Well, you have the option to elaborate otherwise. Huge effort to normalize this survey.
Shame their AI question didn’t have a “my biggest concerns is companies chasing the AI buzzword with no tangible benefit”
right? mozilla, you gotta focus on making a good web browser right now. not a more gimmicky web browser
I agree that’s basically what I out in the text box underneath the AI multi-select options. “We don’t want yet another annoying AI search feature or chatbot! We want a focus on useable features and security!”
I’m not anti-ai, but all signs point to the who thing stagnating, I don’t see what mozilla could contribute in the current climate.
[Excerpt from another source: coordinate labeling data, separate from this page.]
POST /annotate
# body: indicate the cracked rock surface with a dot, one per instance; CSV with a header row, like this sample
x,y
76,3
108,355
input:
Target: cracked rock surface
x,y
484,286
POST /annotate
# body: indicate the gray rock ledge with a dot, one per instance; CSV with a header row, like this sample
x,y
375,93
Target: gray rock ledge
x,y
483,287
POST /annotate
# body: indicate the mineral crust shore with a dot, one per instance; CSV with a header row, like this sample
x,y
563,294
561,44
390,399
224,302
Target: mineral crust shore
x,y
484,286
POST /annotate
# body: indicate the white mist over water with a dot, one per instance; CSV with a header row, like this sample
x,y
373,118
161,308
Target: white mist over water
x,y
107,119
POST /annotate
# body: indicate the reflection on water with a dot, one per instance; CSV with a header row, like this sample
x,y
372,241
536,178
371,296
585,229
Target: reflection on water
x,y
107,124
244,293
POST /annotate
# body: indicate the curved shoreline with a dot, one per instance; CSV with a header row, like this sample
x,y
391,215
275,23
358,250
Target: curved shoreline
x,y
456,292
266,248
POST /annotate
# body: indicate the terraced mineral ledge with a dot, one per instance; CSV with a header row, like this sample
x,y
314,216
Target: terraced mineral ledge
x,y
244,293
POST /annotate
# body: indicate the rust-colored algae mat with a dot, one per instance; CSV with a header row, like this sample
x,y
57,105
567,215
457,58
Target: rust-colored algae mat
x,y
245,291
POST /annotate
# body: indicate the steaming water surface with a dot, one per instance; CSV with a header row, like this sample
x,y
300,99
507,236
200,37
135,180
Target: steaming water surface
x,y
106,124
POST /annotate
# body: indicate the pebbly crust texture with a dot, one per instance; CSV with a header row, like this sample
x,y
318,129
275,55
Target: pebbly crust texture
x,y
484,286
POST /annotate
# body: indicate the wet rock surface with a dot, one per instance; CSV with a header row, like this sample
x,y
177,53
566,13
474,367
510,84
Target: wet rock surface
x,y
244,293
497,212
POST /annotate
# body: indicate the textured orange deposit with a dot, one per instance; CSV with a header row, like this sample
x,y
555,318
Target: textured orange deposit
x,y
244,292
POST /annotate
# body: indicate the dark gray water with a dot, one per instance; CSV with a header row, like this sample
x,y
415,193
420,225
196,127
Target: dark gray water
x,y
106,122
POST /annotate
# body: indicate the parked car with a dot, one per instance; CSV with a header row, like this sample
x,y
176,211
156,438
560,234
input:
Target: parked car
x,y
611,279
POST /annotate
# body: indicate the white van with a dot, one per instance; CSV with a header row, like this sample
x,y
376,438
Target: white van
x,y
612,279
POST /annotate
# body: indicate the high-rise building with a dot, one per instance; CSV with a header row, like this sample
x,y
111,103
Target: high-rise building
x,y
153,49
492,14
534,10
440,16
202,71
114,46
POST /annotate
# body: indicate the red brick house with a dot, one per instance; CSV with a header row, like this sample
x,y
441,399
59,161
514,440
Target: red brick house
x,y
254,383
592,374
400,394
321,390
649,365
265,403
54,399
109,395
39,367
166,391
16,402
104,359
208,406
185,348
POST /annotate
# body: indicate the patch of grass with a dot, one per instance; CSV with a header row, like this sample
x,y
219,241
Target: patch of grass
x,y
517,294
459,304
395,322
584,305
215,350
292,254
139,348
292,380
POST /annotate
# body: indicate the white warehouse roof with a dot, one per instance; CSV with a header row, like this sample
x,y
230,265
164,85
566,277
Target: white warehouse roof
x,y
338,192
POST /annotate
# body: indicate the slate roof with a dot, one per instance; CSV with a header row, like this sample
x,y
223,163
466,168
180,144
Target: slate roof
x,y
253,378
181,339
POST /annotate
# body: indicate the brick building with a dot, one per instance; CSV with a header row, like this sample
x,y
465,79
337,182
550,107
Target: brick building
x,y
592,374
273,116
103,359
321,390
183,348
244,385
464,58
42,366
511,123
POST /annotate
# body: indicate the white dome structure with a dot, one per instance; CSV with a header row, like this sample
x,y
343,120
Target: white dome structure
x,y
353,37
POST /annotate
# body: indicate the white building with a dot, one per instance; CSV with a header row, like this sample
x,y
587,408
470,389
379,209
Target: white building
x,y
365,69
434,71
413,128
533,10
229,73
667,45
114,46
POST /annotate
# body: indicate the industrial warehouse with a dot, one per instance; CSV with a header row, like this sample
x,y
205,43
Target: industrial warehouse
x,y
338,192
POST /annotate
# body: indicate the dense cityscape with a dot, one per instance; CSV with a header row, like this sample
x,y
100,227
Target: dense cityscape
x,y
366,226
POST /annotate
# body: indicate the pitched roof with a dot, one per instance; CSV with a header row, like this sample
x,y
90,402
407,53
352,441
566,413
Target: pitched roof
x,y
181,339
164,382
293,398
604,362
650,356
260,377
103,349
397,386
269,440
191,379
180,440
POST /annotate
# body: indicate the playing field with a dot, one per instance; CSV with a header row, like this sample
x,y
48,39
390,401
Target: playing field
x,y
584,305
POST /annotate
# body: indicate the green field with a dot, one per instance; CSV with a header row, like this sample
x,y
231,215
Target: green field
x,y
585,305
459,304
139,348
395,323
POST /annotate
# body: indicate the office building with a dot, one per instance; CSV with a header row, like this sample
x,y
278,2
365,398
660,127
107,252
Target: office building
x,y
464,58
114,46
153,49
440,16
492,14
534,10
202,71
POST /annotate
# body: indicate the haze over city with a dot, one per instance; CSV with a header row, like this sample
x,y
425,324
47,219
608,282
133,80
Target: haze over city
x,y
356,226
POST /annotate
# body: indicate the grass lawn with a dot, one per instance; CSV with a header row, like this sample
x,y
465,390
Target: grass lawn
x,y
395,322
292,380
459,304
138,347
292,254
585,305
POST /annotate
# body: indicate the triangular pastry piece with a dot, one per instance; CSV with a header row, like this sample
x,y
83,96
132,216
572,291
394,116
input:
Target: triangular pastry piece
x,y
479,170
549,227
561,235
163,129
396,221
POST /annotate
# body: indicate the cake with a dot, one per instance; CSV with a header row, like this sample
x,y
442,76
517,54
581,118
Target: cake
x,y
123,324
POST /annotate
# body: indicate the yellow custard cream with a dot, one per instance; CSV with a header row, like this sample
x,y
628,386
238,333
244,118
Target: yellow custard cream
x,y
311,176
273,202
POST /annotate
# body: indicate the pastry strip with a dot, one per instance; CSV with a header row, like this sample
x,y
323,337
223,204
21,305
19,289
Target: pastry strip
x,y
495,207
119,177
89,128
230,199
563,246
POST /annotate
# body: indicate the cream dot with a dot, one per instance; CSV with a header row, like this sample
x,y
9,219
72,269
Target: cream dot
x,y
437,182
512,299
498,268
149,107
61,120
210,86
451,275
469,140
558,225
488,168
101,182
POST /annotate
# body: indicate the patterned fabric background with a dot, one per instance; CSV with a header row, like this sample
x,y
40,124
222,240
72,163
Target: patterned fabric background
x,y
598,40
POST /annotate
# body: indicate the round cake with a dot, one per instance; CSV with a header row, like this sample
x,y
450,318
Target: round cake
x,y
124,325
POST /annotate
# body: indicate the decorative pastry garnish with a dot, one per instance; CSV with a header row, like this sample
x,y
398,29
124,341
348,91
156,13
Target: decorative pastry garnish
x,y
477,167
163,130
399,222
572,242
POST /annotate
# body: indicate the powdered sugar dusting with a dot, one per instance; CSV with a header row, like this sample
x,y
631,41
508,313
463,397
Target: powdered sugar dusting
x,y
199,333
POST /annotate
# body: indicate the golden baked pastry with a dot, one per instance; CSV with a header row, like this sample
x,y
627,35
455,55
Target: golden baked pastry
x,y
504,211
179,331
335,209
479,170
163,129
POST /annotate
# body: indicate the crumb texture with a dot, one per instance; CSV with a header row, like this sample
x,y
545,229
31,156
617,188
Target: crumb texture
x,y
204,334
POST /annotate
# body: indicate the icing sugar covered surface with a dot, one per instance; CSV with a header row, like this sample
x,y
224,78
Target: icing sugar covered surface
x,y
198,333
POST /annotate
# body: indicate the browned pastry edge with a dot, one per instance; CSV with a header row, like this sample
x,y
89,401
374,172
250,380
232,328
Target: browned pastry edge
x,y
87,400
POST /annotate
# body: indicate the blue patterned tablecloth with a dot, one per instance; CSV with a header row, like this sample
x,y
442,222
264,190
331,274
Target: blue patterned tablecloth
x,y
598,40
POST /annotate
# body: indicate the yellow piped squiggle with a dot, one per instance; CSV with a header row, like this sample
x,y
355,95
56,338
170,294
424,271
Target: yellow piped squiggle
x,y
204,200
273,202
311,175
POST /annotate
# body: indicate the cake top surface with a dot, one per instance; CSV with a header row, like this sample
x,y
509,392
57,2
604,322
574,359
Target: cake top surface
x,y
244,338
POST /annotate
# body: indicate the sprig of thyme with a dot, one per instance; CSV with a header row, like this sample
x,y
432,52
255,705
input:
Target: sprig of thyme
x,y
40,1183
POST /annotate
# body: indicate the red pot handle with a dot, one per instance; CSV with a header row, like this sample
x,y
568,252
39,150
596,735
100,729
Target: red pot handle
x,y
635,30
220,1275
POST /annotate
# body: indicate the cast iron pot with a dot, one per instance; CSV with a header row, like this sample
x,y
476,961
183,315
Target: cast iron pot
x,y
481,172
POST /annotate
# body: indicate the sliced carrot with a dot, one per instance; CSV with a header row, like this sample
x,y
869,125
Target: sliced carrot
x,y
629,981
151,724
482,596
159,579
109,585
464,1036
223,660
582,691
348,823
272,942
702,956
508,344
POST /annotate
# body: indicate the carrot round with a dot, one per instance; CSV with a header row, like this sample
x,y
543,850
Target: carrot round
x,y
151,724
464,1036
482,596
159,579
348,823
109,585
Just make a better browser… you literally pioneered RUST
They were for years, called the servo engine. Until they killed off development of course
The result of the whole thing was project quantum. Firefox includes lots of Rust code. Servo was never intended to be a product, it always was a research platform.
Thankfully, development of Servo has been revived, and it’s now fully independent of Mozilla. I believe it’s now being stewarded by the Linux Foundation of Europe, with a lot of contributions from Igalia.
The fact that there’s no option to express my anger over the environmental cost of AI is infuriating. There is no responsible or positive use of AI when it’s accelerating the destruction of our climate.
There’s lot of reasons to hate AI. Spreading misinformation about renewable energy isn’t one of them
What?
He is saying that AI uses countries worth of energy by itself. Even a normal search query using AI uses orders of magnitude more energy than a traditional search query.
Literally tech companies have been buying or reserving entire power plants exclusively for training AI datasets. At least Microsoft reactivated an old nuclear plant instead of buying out coal plant energy shares.
And 90% of uses for AI are absolute dogshit corporate fluff or a shiny activity for 10 year olds to play with for 30 minutes.
There are legitimate uses like auto note taking, voice assistants, etc… But it is destroying the environment because corporations are shoving it into every possible thing they can, quadrupling the energy growth rate and straining our electrical grids and burning tons and tons more coal to do it.
I see a textbox saying “What do you want to see from Mozilla in the future?” You could add it there, as justification for why you want them to focus less on itThere is a text box part way through, I included my more general thoughts there
(my comment was getting rambly)
you get a star
You can submit the survey without checking any of the boxes on the AI question, just FYI.
The audacity to direct you to a donations page after you fill out their survey 😂
What if the whole survey is just a ploy for donations
Always has been.
gecko webview for android, better site isolation
Prolong your browser for as long as necessary and explore the possibility of using the internet without any web browsers. Firefox is a last stand of competition, and without choice there might as well not be browsers at all.
Is it wise to have such a complex everything-app with no end in sight? (more like, no end in site)
good set of questions while trying to be non biased on certain topics.
for me, topics about privacy and misinformation matter more than ai. i would like them to lean more on helping me identify ai generated text and deepfakes as far as ai is concerned.
i also liked that mozilla study about smart cars so more of that is nice.
Besides the already sketchy AI thing, I wonder why they need to know gender & ethnicity.
“To disappear”
EDIT: I don’t care if you don’t agree and I’m not going to reply further. If you still did not came to the conclusion that Mozilla became just a cash grab machine by yourself, then you’re hopeless.
What’s the alternative, an even bigger cash grab machine like Google’s chromium?
Isn’t google Chrome? I dont see an issue with chromium
Google controls Chromium same as it controls Android. The product direction and included features are set by the team at Google.
Take a minute to learn the difference between mozilla.org and mozilla.com. They are very much separate, and the .com has never pretended to not be there for the money. It’s explicitly why it exists, so that the org can keep doing its thing.